En insistant sur la taxation des multinationales du numérique quitte à adopter une "Taxe Gafa" discriminatoire, la France veut protéger ses revenus fiscaux en provenance du CAC 40, dont les membres sont pratiquement inactifs dans le numérique. Grâce notamment à l'action de l'administration Trump, le consensus international se dirige pourtant inéluctablement vers une redistribution mondiale des bénéfices là où ils sont gagnés, qu'ils soient issus de la vente de véhicules automobiles, de sacs de luxe, de téléphones portables ou de services numériques. Gêné par cette harmonie qui aura pour conséquence un transfert partiel des taxes de Renault, Airbus ou LVMH vers la Chine, les Etats-Unis, l'Inde ou la Corée, Bruno le Maire s'obstine à ne vouloir redistribuer que les revenus numériques, domaine où la France est inexistante.
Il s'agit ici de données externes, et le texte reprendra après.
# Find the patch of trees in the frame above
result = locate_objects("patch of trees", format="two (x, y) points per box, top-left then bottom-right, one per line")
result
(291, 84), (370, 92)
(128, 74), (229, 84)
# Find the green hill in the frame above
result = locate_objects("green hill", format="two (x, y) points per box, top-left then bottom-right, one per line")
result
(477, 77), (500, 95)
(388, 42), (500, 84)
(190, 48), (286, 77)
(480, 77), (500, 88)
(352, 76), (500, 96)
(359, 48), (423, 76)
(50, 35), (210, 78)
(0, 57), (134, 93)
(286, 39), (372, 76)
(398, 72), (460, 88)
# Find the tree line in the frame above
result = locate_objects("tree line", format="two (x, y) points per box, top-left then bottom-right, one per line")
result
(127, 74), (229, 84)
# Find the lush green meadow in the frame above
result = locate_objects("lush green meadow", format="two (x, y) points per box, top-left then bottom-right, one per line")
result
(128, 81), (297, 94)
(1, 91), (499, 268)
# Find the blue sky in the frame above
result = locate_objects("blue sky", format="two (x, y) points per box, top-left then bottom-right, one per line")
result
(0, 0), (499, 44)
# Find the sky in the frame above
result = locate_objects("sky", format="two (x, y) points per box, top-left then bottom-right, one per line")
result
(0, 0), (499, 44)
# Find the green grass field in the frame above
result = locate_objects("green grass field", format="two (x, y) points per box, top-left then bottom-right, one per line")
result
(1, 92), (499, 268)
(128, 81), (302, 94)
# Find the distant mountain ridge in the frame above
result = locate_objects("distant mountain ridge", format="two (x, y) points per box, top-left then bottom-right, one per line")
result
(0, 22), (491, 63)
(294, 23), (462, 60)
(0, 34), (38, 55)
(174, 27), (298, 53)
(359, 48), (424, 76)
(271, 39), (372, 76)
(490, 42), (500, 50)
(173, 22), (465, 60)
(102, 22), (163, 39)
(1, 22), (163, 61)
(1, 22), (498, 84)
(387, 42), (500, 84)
Bruno le Maire veut le beurre et l'argent du beurre : "je veux taxer Google, je ne veux pas que les Chinois taxent Louis Vuitton" avait-il déclaré, en anglais, lors du Conseil Ecofin de Vienne fin 2018. Pourtant aujourd'hui, pour se défendre des attaques de la Maison Blanche contre le texte adopté par la France pour taxer Google et les autres services numériques, Bruno le Maire affirme que la Taxe Gafa ne serait pas discriminatoire à l'encontre des sociétés américaines ! Il n'y a «absolument aucune discrimination dans la taxe nationale française» a-t-il déclaré samedi. Vu sous cette perspective, et après des mois d'agacement de l'administration américaine, les menaces de rétorsion de Donald Trump contre les produits français, et en particulier le vin, sont loin d'être le fruit d'une saute d'humeur : le chiffre d'affaires de LVMH dans le secteur du vin et des spiritueux était de 5,1 milliards d'euros en 2018 ! Ce secteur représente 1/9ème des ventes du groupe, et 1/6ème des résultats opérationnels : autrement dit, la marge y est bien meilleure que celle de la maroquinerie.
Refondation de l'Europe
Le fait est que le gouvernement français aura du mal à se défaire de la colère de Donald Trump, et à lui prouver le caractère non discriminatoire de sa taxe sur les services numériques. Il suffit de reprendre les discours officiels de la France depuis 2017 pour se convaincre que c'est bien les géants du numérique américains qu'il s'agit de cibler avec cette mesure. “Nous ne pouvons pas accepter d’avoir des acteurs européens qui sont taxés et des acteurs internationaux qui ne le sont pas, des acteurs du numérique qui n’ont aucune taxe et qui viennent concurrencer des acteurs de l’économie traditionnelle qui, eux, la paient” avait déclaré Emmanuel Macron à l'occasion de son discours sur la refondation de l'Europe à la Sorbonne le 26 septembre 2017. Quelques mois plus tard, Bruno le Maire abondait dans le sens présidentiel, en expliquant que le projet de taxe sur les services numériques au niveau européen "est, aussi, une question de justice fiscale. Les géants du numérique payent 14 points d’impôts de moins que les PME européennes. Que ces entreprises paient moins d’impôts en France qu’une très grosse boulangerie ou qu’un producteur de fromages du Quercy, cela me pose un problème.” Il opposait donc bien les sociétés européennes et "géants du numérique". Géants du numérique qui sont pour l'essentiel américains et connus sous les acronymes "GAFA" ou "GAFAM".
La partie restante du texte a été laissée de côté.